We present a detailed theoretical analysis of steady-state, transient time-dependent, and spatially dependent electron transport in the group-III nitrides at high and ultrahigh electric fields. To develop an analytical model, we derive time-dependent differential equations describing the hot-electron rates of momentum and energy relaxation in electron–polar-optical-phonon scattering and analyze them by employing phase-plane analysis. From the structure of the phase-plane partitioning based on the phase trajectories, the transient regimes are investigated and classified depending on various initial conditions. We have studied different subpicosecond regimes and found a considerable velocity overshoot effect. One of our findings is that when the velocity reaches the maximum, the electron temperature is of a moderate magnitude but increases considerably in the subsequent stage. Dynamic regimes with high electron temperature overshoot have been revealed.

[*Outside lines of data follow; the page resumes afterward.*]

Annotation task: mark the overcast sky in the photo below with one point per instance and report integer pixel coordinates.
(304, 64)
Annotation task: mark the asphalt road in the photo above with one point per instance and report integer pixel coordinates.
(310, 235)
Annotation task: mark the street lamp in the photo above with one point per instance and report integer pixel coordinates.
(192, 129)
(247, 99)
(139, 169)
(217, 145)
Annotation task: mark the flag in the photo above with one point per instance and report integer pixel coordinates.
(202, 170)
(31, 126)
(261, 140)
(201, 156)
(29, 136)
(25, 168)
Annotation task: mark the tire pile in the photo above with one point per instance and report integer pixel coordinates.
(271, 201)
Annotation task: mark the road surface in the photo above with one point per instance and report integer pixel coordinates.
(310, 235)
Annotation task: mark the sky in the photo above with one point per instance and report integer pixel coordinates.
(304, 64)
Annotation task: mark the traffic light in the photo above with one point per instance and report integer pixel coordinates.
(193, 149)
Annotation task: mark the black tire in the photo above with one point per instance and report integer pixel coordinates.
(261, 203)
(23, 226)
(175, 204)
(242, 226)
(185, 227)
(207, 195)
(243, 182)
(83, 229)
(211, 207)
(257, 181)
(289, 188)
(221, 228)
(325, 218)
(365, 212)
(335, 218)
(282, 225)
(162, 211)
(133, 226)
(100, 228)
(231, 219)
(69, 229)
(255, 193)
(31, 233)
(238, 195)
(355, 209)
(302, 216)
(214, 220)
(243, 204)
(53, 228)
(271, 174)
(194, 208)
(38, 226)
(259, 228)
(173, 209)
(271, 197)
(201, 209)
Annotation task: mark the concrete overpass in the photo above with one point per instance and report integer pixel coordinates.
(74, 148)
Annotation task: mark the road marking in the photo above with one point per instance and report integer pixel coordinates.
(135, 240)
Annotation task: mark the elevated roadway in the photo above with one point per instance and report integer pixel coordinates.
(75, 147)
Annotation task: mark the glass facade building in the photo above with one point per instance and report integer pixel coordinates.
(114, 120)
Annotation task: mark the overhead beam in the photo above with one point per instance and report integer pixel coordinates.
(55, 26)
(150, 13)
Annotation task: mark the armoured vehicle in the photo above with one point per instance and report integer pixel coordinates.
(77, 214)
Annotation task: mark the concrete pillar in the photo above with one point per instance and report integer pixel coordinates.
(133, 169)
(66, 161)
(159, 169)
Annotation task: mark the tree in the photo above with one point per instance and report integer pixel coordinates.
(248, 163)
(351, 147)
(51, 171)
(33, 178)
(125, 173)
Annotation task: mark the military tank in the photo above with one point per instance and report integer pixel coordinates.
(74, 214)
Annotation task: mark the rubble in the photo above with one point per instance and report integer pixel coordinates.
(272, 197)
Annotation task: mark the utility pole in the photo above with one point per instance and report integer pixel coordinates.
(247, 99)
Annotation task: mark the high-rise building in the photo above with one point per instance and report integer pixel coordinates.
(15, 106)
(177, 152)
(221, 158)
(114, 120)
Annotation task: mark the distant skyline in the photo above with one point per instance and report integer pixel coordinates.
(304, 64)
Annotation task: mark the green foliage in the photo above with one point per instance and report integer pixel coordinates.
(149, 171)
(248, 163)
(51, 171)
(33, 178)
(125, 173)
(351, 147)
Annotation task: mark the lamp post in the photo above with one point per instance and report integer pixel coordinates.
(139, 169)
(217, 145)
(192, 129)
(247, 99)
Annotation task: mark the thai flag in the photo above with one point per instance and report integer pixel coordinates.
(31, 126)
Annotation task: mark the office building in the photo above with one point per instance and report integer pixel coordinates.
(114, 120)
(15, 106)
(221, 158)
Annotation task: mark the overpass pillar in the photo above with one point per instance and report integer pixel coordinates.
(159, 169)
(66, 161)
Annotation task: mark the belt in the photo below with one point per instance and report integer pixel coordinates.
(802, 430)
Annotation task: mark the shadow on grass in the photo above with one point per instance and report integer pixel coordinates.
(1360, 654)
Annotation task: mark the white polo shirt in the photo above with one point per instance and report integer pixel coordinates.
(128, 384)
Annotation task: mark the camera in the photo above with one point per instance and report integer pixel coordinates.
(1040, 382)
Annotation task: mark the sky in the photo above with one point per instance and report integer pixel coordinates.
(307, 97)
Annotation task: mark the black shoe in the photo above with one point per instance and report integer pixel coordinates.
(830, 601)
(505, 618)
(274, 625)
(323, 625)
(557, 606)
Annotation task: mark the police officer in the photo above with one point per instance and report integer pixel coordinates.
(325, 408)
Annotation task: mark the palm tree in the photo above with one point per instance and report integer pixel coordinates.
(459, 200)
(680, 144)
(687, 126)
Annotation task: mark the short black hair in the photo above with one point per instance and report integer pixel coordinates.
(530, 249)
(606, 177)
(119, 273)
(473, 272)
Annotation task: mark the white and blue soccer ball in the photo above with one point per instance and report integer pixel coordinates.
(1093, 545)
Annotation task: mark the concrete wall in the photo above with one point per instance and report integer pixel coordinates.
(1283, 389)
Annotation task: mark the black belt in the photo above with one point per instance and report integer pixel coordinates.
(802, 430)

For the dominant electron–polar-optical-phonon scattering, the observed overshoot can be treated as a rudiment of the runaway effect typical for that mechanism. In nanoscale nitride diodes with space-charge limited transport, the transient processes are extended to sufficiently larger distances, the overshoot is weaker and the electron heating in the region of the peak velocity is greater than that found for time-dependent problem with a constant electric field throughout a homogeneous sample.